Much as the Bush administration generated more protest songs and political action from musicians than any time since the Sixties, the Obama campaign has ignited an unprecedented level of support from a broad spectrum of artists. "The biggest difference between 2004 and now," says Conor Oberst, who toured in support of John Kerry along with Bruce Springsteen, John Fogerty and Dave Matthews on Vote for Change, "is that then we were campaigning and voting against something. Now we are campaigning and voting for something, which is a completely different dynamic." Adds another Vote for Change vet, David Crosby, "I worked for Kerry but with large reservations because I thought he was kind of a wooden Indian. You look at Barack, and you can't help feeling hopeful."

The passion crosses generations and genres: Chuck Berry, Bob Dylan, Arcade Fire, Usher, Springsteen, John Legend, Jay-Z, R.E.M. and many others are on board. Michael Stipe made his own Obama T-shirts and wore them onstage; the Decemberists opened for Obama at a Portland, Oregon, rally; Jay-Z has endorsed him from arena stages; and even Dylan, who rarely makes direct political statements of any kind, said that Obama is "redefining the nature of politics from the ground up." "What Dylan said was mind-blowing," says Fall Out Boy's Pete Wentz. "It's like, I don't really need to talk about Obama anymore if Bob Dylan's talking about him."

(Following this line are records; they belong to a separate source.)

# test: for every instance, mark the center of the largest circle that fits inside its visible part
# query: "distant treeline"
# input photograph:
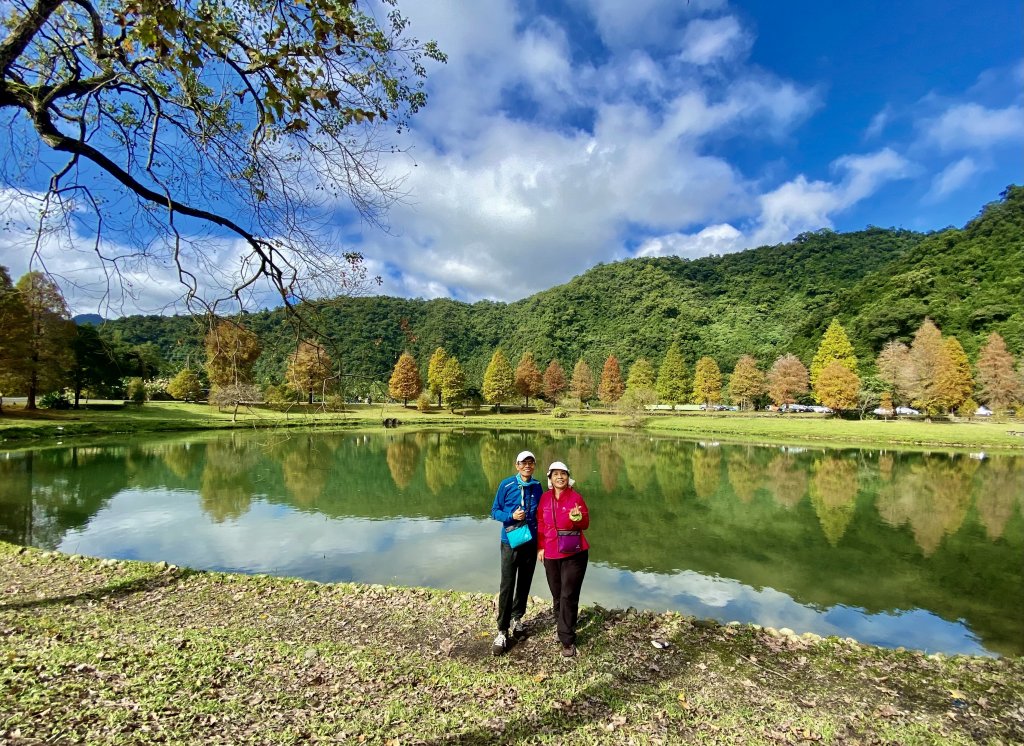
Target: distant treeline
(879, 284)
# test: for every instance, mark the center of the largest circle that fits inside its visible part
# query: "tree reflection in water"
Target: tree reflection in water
(881, 532)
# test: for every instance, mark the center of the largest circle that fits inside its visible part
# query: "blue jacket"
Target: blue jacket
(510, 492)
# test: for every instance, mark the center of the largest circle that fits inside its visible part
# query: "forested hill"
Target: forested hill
(879, 282)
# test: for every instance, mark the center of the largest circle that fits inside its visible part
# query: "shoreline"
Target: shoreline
(130, 652)
(18, 431)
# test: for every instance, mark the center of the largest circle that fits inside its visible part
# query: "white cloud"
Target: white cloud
(791, 209)
(971, 126)
(952, 178)
(644, 23)
(721, 238)
(707, 42)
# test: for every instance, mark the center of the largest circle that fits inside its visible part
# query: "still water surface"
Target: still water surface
(912, 549)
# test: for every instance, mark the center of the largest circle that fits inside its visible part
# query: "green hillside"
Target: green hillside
(880, 282)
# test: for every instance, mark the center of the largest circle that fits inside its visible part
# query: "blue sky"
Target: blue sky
(565, 133)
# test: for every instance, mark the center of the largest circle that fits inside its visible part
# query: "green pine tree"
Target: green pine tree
(435, 373)
(672, 382)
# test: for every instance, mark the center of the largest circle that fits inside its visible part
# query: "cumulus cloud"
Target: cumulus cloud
(971, 126)
(706, 42)
(107, 276)
(952, 178)
(793, 208)
(721, 238)
(644, 23)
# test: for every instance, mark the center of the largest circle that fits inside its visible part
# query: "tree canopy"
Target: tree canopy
(276, 110)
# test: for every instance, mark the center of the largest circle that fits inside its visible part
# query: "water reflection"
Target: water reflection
(909, 549)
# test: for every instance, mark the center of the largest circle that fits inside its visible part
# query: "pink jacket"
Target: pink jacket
(559, 510)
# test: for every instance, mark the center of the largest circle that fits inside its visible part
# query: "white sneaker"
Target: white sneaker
(501, 644)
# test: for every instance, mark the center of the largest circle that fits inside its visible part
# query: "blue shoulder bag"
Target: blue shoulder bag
(518, 535)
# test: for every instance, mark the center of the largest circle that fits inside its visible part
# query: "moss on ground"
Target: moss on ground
(99, 651)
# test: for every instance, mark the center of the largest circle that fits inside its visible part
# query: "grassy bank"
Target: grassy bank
(18, 426)
(122, 652)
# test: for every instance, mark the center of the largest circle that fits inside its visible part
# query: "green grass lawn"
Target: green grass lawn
(16, 424)
(101, 651)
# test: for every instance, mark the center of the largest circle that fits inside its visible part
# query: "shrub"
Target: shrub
(54, 400)
(136, 391)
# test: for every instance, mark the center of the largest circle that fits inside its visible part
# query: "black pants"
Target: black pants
(517, 574)
(565, 581)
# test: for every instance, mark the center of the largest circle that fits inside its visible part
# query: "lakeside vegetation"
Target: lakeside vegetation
(20, 427)
(871, 320)
(128, 652)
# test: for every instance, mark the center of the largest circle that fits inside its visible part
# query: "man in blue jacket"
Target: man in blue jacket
(515, 503)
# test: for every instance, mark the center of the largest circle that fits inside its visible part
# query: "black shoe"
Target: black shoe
(501, 644)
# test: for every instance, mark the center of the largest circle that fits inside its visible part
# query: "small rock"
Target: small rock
(706, 623)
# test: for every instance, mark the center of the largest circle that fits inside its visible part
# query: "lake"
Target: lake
(922, 550)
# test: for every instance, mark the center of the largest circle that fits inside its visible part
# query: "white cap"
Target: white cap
(559, 466)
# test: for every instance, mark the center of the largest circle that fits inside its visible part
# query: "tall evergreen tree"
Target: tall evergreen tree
(707, 382)
(499, 380)
(672, 384)
(748, 382)
(835, 346)
(435, 373)
(528, 381)
(50, 334)
(406, 383)
(610, 389)
(453, 382)
(582, 386)
(554, 382)
(895, 369)
(92, 363)
(787, 380)
(1000, 387)
(953, 382)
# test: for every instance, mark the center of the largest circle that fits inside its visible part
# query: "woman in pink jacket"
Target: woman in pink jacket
(561, 518)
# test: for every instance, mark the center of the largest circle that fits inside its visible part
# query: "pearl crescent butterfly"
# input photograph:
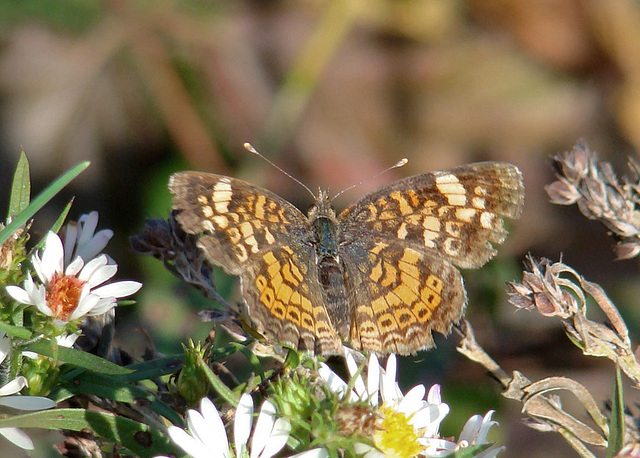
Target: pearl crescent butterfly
(381, 275)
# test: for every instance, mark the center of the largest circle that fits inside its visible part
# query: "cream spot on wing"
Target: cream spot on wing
(478, 202)
(465, 214)
(431, 223)
(207, 211)
(253, 243)
(221, 221)
(486, 219)
(221, 195)
(268, 236)
(451, 247)
(429, 237)
(452, 189)
(207, 226)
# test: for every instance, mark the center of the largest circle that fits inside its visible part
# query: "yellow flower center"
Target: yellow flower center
(63, 295)
(396, 437)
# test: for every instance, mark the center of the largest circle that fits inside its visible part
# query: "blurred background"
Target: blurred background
(334, 92)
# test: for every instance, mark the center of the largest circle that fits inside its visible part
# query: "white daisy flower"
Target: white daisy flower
(410, 422)
(69, 292)
(207, 437)
(81, 239)
(15, 435)
(475, 432)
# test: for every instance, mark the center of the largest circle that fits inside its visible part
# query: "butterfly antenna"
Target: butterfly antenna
(401, 163)
(249, 147)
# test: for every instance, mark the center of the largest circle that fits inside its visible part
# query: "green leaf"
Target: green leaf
(140, 439)
(15, 331)
(112, 388)
(217, 384)
(616, 428)
(154, 368)
(21, 187)
(76, 357)
(40, 201)
(63, 216)
(470, 451)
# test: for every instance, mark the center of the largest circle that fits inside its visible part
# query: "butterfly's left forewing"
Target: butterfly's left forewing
(456, 214)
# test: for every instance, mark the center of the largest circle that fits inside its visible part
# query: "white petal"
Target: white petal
(88, 223)
(358, 385)
(85, 306)
(17, 437)
(52, 256)
(413, 400)
(27, 402)
(333, 381)
(435, 395)
(481, 438)
(313, 453)
(70, 236)
(264, 425)
(436, 414)
(118, 289)
(19, 294)
(390, 390)
(75, 267)
(37, 293)
(67, 340)
(13, 386)
(97, 271)
(470, 429)
(192, 446)
(278, 438)
(95, 245)
(5, 346)
(242, 423)
(212, 432)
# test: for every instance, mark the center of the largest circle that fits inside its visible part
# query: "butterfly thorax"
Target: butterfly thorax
(330, 268)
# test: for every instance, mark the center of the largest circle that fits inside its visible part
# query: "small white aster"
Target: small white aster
(81, 238)
(69, 292)
(15, 435)
(475, 432)
(410, 423)
(207, 437)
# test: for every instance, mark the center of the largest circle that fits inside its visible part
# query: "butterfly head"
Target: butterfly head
(322, 207)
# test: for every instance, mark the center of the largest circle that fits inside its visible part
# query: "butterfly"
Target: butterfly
(382, 275)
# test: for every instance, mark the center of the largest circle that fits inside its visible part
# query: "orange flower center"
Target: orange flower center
(63, 295)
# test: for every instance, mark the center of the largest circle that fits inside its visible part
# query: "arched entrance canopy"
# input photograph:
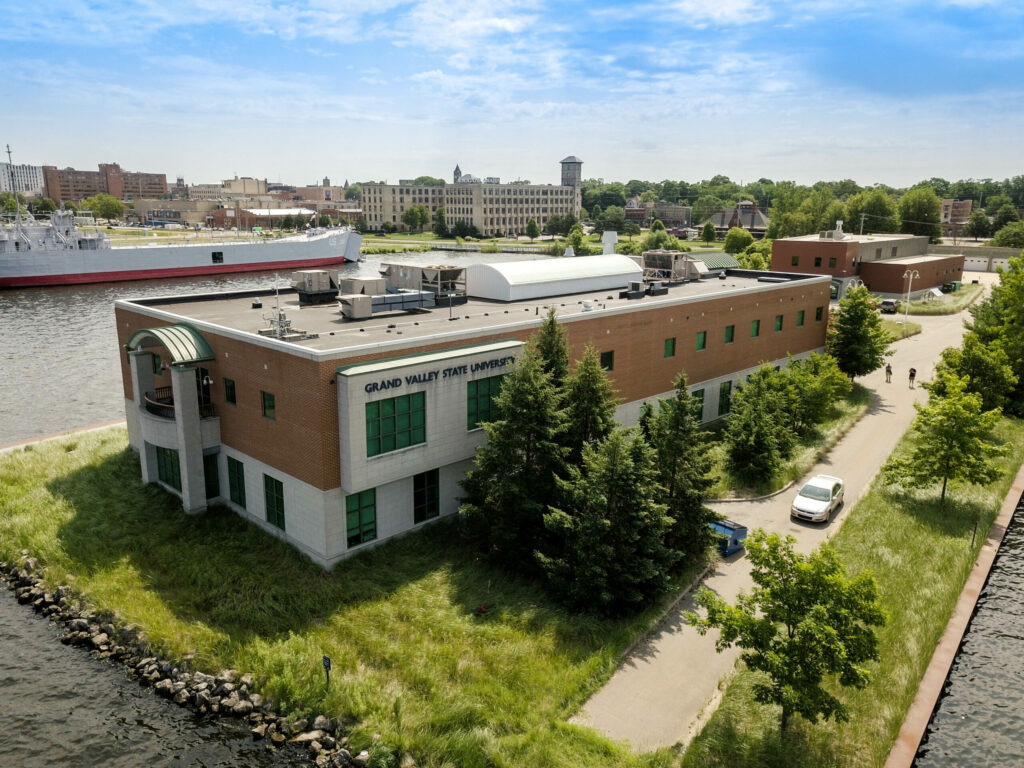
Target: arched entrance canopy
(183, 342)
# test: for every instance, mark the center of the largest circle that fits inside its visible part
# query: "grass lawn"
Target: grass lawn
(950, 303)
(896, 328)
(413, 658)
(920, 552)
(845, 414)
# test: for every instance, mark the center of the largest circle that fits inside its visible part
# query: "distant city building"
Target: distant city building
(489, 206)
(954, 215)
(69, 184)
(24, 179)
(744, 216)
(880, 261)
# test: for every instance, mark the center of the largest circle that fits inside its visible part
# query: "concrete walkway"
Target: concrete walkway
(669, 685)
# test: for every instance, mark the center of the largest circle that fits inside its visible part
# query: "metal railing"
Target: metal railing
(161, 402)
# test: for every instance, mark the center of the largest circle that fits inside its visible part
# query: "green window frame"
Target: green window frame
(169, 467)
(426, 496)
(724, 397)
(396, 423)
(360, 517)
(273, 494)
(480, 400)
(237, 481)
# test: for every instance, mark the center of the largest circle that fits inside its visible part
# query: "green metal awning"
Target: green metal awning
(183, 342)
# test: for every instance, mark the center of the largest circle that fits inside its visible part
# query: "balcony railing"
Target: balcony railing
(161, 402)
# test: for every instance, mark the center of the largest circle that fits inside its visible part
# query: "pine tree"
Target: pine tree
(590, 406)
(683, 463)
(553, 347)
(855, 336)
(514, 477)
(609, 534)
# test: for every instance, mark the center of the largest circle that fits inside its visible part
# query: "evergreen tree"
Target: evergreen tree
(855, 336)
(553, 346)
(611, 558)
(514, 477)
(590, 406)
(758, 436)
(682, 463)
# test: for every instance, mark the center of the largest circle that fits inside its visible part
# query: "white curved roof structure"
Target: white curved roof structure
(516, 281)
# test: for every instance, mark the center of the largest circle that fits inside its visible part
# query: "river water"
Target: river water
(58, 707)
(979, 721)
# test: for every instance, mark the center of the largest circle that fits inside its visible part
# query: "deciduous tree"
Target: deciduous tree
(951, 439)
(803, 622)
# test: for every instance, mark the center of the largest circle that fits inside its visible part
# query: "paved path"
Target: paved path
(663, 693)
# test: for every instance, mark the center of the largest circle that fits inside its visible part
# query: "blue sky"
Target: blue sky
(889, 92)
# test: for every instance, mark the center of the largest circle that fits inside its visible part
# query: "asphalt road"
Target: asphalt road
(664, 691)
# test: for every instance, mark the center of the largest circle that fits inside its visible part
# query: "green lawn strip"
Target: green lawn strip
(948, 304)
(413, 658)
(845, 414)
(896, 328)
(921, 555)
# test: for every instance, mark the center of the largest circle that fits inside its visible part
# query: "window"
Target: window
(168, 467)
(273, 494)
(360, 517)
(480, 400)
(396, 423)
(237, 481)
(724, 397)
(426, 496)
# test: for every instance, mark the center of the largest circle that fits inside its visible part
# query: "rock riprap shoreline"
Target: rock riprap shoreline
(228, 693)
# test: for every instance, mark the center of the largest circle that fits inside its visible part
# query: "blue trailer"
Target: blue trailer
(730, 536)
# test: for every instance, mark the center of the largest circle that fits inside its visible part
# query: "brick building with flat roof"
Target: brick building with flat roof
(337, 433)
(877, 260)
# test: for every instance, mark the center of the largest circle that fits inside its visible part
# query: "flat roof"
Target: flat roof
(233, 314)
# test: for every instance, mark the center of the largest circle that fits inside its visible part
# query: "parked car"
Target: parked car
(816, 501)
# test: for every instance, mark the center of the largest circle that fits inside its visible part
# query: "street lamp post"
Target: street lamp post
(910, 274)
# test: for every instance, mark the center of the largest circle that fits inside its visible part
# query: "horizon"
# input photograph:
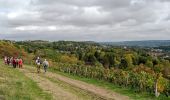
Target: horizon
(82, 20)
(87, 41)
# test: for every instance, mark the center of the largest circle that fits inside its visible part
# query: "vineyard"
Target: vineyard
(141, 79)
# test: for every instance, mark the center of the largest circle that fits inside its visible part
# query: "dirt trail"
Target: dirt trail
(57, 92)
(89, 87)
(64, 95)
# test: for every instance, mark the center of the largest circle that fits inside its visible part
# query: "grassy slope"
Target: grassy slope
(125, 91)
(15, 86)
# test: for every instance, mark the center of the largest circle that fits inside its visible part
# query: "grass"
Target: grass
(122, 90)
(15, 86)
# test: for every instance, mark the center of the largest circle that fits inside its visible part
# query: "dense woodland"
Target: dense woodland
(142, 69)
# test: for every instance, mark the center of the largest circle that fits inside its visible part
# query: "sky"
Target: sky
(85, 20)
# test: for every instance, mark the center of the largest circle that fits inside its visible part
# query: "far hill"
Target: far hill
(147, 43)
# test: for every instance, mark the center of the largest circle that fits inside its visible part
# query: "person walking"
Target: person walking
(14, 62)
(20, 63)
(38, 63)
(8, 60)
(45, 65)
(5, 60)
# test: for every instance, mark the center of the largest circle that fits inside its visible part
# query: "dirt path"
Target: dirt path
(60, 94)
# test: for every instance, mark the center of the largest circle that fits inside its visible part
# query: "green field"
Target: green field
(122, 90)
(15, 86)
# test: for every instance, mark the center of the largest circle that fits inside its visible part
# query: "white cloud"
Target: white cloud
(98, 20)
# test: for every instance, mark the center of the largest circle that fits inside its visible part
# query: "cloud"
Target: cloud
(96, 20)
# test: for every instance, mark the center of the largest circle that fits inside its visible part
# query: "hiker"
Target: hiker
(17, 60)
(20, 63)
(8, 60)
(45, 65)
(5, 60)
(11, 61)
(14, 62)
(38, 62)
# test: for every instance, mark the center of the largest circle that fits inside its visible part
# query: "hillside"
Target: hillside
(148, 43)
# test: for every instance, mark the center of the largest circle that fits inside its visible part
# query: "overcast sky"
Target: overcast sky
(85, 20)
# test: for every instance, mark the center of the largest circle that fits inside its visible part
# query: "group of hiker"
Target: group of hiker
(18, 63)
(14, 61)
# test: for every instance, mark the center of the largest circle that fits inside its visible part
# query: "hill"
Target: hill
(148, 43)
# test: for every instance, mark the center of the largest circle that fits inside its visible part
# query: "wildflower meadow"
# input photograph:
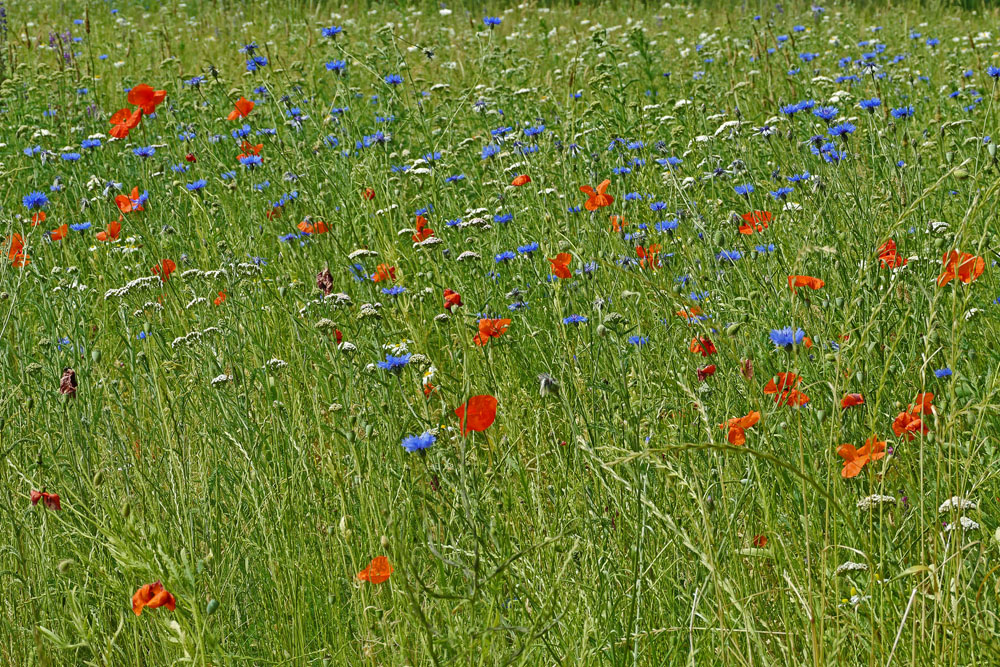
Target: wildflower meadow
(499, 334)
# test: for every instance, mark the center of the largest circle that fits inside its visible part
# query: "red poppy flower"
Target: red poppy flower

More than a dozen acts — from the Dixie Chicks to Death Cab for Cutie — joined together in 2004 for the Vote for Change Tour. Despite Bush's victory that year, many artists say they'd be up for a replay — and MoveOn .org, which helped put together the tour, has begun speaking to artist managers about some sort of reprise. MoveOn creative director Laura Dawn wouldn't reveal specifics but did say, "We're talking with a lot of artists about a whole bunch of hopefully good ideas about how to increase awareness and activism."

But will musicians' advocacy help Obama's candidacy — or hurt it? "The danger for Obama is if one of these musicians says something stupid," says Republican pollster Frank Luntz. "Like Whoopi Goldberg did four years ago when she used foul language at a fundraiser for John Kerry." Kerry's many Hollywood fans helped him get tagged as an elitist, but Joe Trippi, a Democratic strategist who worked with Howard Dean and John Edwards, is convinced that charge won't stick on Obama. "They've got to do better than that," he says, adding that it's the Republicans who should be worried. "They've got the opposite problem. I really don't know even one pop-culture-type artist who's for McCain."